After the example, replace the sample numbers with your own values. If the result feels too high or too low, check the units and change one input at a time.
- For Inner diameter of surface shield (D), a practical example would be 10 μm, as long as that reflects your real scenario.
- For Inner conductor diameter (d), a practical example would be 10 μm, as long as that reflects your real scenario.
- For Substrate dielectric relative permittivity, a practical example would be 1, as long as that reflects your real scenario.
- For Impedance, a practical example would be 1 Ω, as long as that reflects your real scenario.
- For Delay, a practical example would be 1 ns/cm, as long as that reflects your real scenario.
Understanding Your Results
impedance1 is the number to look at first, but it should not be read on its own. Whether the answer is high, low, good, bad, efficient, or expensive depends on the units, limits, and assumptions behind the cable impedance calculation.
Useful result lines include Impedance1, Inner Surface Shield Diameter, Inner Conductor Diameter, Substrate Dielectric, Delay. Read them together instead of relying only on the first number.
If the answer is much higher or lower than expected, check the basics first: units, decimal places, percentages, date ranges, and whether each input belongs to the same case.
Why This Metric Matters
Cable Impedance matters because it helps with cable impedance planning, comparison, documentation, and decision support. A clear number makes it easier to compare options and explain why one choice looks better than another.
Use it when you want a fast first-pass estimate before doing a manual review. It can also help when one assumption change could materially affect the answer. Treat the result as a practical estimate, not as a promise that every real-world detail has been captured.
- Shoppers, office teams, and households handling everyday planning tasks
- Students and professionals checking dates, time, conversions, or utility formulas
- Operations teams documenting estimates before sharing them
- People who want a quick answer before opening a more specialized tool
Common Mistakes When Calculating Cable Impedance
- Using the wrong unit for Inner diameter of surface shield (D).
- Pairing Inner conductor diameter (d) with a value from a different source, date range, or scenario.
- Missing a percentage sign, currency sign, date setting, or measurement suffix beside an input.
- Rounding an input too early, then using that rounded number again.
- Comparing two results without checking whether both tools define cable impedance the same way.

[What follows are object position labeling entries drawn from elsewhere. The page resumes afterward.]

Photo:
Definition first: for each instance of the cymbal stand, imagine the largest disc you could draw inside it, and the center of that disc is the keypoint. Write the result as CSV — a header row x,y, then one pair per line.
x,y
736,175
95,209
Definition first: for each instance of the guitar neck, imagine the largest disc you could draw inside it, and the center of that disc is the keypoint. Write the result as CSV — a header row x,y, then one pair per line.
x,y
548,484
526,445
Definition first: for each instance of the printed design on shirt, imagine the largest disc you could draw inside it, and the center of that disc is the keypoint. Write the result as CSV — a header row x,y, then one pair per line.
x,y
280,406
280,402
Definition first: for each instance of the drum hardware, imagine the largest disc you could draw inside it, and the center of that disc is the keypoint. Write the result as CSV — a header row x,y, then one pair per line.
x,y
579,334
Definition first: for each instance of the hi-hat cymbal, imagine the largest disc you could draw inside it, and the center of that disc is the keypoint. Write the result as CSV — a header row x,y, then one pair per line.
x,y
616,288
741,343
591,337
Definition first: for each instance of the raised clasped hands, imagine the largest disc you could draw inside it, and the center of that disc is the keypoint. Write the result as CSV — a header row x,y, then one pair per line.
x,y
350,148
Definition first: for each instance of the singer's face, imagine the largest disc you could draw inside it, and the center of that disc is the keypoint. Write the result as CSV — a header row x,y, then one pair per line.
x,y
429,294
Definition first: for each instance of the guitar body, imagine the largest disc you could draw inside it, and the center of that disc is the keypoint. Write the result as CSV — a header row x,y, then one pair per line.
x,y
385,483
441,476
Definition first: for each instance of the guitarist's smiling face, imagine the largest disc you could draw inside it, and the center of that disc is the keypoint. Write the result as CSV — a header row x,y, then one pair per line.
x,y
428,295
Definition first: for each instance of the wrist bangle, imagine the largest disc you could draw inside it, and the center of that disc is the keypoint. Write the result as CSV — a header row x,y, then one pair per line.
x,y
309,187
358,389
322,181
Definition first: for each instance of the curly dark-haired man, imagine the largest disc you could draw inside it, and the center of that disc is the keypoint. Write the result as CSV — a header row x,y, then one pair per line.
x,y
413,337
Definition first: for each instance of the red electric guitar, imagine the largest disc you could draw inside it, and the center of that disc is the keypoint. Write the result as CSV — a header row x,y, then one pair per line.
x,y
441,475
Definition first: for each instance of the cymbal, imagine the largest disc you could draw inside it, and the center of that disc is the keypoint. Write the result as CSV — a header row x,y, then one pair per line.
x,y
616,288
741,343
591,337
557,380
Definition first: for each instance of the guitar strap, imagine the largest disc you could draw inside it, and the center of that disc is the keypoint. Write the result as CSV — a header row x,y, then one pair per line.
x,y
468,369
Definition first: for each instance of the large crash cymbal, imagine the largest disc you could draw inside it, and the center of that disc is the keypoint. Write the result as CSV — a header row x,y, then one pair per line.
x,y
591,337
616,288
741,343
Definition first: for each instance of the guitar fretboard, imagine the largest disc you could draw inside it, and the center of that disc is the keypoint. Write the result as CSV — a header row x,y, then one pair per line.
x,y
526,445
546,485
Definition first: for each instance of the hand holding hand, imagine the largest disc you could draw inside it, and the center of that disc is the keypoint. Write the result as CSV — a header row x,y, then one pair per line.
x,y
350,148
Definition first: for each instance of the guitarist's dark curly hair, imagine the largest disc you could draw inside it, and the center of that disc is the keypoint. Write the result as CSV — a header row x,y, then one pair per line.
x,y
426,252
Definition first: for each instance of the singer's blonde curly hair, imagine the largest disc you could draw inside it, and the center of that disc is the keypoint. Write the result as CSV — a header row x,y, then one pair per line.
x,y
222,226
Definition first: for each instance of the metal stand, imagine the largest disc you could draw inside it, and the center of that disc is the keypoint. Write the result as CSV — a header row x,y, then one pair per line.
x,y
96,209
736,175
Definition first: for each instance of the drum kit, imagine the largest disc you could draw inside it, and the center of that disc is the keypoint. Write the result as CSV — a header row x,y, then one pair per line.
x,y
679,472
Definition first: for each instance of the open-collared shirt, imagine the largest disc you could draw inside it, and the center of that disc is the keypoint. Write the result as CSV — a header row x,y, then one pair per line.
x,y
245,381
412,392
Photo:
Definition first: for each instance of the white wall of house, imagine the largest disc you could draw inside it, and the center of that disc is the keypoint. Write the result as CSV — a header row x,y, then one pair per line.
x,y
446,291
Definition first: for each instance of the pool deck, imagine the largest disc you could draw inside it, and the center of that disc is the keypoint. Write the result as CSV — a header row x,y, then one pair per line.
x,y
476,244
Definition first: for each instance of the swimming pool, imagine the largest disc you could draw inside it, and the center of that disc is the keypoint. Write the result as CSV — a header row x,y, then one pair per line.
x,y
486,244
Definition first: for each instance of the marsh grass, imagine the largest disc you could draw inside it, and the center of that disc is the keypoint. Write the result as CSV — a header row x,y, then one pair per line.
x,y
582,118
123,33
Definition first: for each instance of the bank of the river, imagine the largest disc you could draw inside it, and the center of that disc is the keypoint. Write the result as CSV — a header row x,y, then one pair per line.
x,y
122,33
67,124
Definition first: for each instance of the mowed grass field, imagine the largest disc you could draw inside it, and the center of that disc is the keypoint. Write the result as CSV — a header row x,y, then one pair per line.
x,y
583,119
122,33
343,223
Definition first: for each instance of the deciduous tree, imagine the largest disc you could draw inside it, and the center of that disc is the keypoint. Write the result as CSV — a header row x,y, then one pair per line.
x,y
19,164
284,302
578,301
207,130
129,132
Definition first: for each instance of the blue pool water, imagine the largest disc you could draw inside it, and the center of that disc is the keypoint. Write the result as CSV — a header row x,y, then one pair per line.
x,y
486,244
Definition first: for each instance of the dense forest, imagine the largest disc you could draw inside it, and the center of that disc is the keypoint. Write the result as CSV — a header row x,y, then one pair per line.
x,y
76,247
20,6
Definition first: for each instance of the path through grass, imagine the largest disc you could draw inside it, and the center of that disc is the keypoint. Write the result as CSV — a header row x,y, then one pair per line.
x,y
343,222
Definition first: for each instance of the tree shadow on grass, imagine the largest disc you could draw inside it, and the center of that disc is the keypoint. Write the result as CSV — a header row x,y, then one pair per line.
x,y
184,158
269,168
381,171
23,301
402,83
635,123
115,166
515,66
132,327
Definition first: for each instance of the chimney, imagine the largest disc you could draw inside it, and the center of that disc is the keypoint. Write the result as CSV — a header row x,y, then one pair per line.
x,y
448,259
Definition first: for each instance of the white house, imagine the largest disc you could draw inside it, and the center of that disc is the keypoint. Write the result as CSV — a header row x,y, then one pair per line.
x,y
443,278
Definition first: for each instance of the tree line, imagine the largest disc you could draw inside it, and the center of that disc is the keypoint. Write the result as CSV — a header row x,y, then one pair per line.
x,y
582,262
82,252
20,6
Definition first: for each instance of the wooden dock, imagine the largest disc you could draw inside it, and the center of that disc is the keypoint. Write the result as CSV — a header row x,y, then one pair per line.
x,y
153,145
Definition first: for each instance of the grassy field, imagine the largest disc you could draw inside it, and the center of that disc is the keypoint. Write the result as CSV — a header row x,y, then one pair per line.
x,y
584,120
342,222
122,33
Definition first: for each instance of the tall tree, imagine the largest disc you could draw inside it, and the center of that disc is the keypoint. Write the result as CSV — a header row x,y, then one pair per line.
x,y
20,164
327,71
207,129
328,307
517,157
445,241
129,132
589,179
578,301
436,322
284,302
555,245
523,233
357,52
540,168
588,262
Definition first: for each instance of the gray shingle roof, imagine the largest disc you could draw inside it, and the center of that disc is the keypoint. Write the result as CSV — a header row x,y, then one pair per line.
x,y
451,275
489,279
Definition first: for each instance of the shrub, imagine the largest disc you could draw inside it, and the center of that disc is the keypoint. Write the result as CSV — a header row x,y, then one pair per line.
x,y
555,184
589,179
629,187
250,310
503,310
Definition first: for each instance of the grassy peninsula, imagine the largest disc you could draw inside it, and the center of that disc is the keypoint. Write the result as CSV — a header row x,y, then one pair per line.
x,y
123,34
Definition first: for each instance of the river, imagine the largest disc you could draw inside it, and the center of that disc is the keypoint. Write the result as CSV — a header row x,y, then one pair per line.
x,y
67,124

How Cable Impedance Inputs Work Together
Most cable impedance results are not controlled by one field alone. The answer changes when Inner diameter of surface shield (D), Inner conductor diameter (d), Substrate dielectric relative permittivity, and Impedance change together.

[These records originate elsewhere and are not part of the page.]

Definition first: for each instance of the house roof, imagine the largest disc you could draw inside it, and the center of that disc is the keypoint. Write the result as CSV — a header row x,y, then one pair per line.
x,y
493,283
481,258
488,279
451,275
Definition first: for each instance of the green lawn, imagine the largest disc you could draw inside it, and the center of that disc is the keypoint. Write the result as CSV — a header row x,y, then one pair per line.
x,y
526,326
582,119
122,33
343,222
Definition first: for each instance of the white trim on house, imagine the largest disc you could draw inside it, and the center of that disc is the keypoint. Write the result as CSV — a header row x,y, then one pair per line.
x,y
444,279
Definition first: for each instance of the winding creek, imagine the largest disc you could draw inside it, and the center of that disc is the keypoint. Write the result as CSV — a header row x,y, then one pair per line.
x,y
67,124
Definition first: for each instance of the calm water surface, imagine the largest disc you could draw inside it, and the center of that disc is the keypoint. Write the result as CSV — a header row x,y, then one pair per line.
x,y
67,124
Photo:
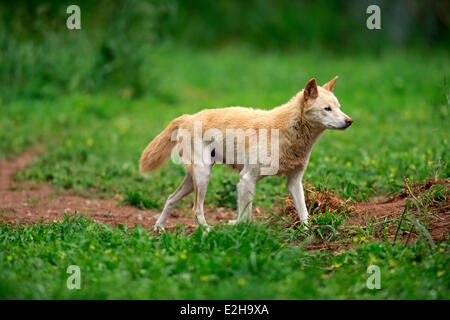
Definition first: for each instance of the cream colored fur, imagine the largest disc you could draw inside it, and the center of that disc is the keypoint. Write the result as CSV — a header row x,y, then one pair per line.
x,y
300,123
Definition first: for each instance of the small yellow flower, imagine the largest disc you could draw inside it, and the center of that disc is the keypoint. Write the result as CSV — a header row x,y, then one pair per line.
x,y
392,263
90,142
241,282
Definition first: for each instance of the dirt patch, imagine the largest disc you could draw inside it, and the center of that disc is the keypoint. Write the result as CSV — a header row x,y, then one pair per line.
x,y
384,215
316,201
26,202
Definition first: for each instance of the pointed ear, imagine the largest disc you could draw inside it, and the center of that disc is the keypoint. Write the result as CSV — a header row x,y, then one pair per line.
x,y
311,91
330,85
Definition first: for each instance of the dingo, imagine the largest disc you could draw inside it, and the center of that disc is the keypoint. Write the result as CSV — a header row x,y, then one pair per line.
x,y
298,125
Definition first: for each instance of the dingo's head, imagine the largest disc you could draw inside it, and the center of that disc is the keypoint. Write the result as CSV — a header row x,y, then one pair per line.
x,y
321,107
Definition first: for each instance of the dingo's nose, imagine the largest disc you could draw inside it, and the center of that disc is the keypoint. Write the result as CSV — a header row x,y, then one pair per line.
x,y
348,122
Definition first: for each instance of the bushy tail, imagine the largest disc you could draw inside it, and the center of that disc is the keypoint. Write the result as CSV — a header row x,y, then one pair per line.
x,y
159,150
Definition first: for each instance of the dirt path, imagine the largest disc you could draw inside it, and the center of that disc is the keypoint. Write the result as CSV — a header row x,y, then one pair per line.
x,y
25,203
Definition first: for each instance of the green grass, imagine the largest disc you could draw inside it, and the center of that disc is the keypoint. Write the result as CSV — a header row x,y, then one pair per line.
x,y
252,261
93,142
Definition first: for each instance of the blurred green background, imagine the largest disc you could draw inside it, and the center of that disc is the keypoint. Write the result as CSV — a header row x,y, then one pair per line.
x,y
95,97
40,57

If the result surprises you, check whether the inputs belong together before assuming the answer is wrong. A formula can be mathematically correct and still be unhelpful if the values describe different periods, units, or groups.

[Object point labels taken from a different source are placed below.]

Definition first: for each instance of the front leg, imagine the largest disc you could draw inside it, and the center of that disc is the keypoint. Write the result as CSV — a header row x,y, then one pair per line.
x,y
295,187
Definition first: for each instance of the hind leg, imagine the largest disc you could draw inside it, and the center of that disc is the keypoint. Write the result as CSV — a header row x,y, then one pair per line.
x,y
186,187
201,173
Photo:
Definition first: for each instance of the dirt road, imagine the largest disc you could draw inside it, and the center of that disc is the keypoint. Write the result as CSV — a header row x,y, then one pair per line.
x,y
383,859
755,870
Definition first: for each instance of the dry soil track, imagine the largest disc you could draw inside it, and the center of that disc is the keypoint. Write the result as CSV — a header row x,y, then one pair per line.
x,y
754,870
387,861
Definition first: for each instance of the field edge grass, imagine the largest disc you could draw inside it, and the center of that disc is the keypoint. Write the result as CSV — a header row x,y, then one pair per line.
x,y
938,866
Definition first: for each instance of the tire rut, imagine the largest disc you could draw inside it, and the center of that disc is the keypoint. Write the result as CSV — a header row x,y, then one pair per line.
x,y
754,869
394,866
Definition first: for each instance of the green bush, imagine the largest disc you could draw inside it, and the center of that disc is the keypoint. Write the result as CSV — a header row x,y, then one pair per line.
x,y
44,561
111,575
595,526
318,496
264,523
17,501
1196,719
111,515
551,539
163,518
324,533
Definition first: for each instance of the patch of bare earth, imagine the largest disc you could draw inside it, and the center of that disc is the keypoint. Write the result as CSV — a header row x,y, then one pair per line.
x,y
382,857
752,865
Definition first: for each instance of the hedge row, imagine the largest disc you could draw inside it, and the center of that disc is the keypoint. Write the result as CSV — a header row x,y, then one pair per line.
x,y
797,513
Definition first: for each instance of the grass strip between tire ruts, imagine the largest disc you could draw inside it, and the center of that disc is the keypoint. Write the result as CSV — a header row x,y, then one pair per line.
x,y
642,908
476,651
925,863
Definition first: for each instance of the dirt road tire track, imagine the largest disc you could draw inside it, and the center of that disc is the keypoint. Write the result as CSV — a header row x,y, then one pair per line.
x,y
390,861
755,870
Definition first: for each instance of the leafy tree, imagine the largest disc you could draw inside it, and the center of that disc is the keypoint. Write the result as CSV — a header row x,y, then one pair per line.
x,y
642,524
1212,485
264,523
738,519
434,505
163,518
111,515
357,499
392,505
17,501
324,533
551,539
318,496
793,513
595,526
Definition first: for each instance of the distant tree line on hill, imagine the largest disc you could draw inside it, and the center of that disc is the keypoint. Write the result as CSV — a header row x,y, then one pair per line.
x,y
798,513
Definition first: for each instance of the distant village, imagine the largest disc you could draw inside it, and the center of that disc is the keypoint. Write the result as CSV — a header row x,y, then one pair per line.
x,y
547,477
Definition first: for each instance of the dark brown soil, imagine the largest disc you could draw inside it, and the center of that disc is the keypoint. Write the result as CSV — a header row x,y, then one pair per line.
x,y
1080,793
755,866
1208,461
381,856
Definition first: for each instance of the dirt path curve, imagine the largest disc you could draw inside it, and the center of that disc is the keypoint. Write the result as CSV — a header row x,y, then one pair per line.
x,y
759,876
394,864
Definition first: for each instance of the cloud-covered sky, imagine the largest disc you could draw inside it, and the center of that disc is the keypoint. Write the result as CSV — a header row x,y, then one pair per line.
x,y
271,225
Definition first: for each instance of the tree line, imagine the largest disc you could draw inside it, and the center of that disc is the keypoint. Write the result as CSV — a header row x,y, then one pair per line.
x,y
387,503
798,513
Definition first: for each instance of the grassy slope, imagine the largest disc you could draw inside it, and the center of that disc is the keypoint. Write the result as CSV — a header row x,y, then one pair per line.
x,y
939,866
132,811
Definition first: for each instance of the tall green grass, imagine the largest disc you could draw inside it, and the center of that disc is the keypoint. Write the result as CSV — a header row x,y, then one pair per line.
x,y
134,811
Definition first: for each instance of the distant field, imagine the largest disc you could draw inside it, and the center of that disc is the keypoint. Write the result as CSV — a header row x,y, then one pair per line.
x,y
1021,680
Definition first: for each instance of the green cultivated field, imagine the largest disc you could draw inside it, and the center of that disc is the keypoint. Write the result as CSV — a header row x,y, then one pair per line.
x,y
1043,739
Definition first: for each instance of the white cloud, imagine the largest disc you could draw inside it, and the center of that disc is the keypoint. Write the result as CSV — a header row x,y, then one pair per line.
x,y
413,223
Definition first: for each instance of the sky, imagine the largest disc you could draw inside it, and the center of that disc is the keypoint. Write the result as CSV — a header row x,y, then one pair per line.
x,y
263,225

- Inner diameter of surface shield (D) works with Inner conductor diameter (d); changing either one can move impedance1.
- Inner conductor diameter (d) works with Substrate dielectric relative permittivity; changing either one can move impedance1.
- Substrate dielectric relative permittivity works with Impedance; changing either one can move impedance1.
- Impedance works with Delay; changing either one can move impedance1.
- Delay works with Inductance; changing either one can move impedance1.
Cable Impedance Limitations
The cable impedance result is only as good as the values you enter. Even a correct formula can mislead you if the inputs are outdated, rounded too much, or measured under different conditions.
If the result affects contracts, regulated work, engineering safety, code compliance, or an important operational decision, verify the final numbers with the relevant standard or expert.
If you plan to share the answer, keep the inputs with it. That makes the cable impedance calculation easier to check, repeat, or update later.